JR: I'm Java 1.0 Sun Certified, can I apply? Seriously, can you talk about what's next in your future?

WC: In the short term, we are focused entirely on getting Zenter out of private beta. We have several media events that are scheduled for next month, so more heads down coding until then. After that, the focus is going to be on building Zenter into a $100m company with growth (piece of cake?). Also, my son is due on May 22, 2007, so it's a delicate balance between getting ready for the new Crosby and getting Zenter launched. It's a great problem to have.

Longer term, I feel I have found my calling as an entrepreneur. The startup environment is very addicting, and Zenter will not be my last. We have compiled a list with dozens of ideas just waiting for some spare cycles to get going. Hopefully they won't sit idle for too long.

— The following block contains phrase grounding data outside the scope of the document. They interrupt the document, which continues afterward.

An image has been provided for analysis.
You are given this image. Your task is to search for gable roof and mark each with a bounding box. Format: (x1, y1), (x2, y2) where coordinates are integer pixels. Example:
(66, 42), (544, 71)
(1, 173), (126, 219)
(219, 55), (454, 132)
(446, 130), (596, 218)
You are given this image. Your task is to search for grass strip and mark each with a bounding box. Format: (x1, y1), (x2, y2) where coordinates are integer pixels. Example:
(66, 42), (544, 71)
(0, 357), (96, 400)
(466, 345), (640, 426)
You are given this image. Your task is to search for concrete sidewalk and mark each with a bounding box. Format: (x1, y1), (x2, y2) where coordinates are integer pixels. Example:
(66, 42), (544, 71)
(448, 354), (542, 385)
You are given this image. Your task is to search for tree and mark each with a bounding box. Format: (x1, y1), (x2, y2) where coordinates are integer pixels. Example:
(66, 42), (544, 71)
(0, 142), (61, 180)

JR: Congrats again on your upcoming child - all I can say is don't miss the birth or you'll be writing songs like Harry Chapin (as a father that song always brings tears to my eyes and definitely focuses me on the right things in life). As always, thank you Wayne for your time. Of course I wish you the best of luck in your future endeavors, more so if they involve me :)

UPDATE - Zenter bought by Google


francine said...

If you are back in AZ we would like to meet you. We are Stealthmode Partners, and we run an operation very similar to Y Combinator in Arizona. http://www.stealthmode.com. I'm interested in hearing more about best practices.

Hasan said...

great interview, thanks for all the great advice.

BTW - I have read about Zenter a few times, it sounds great, can't wait until it gets out in the public.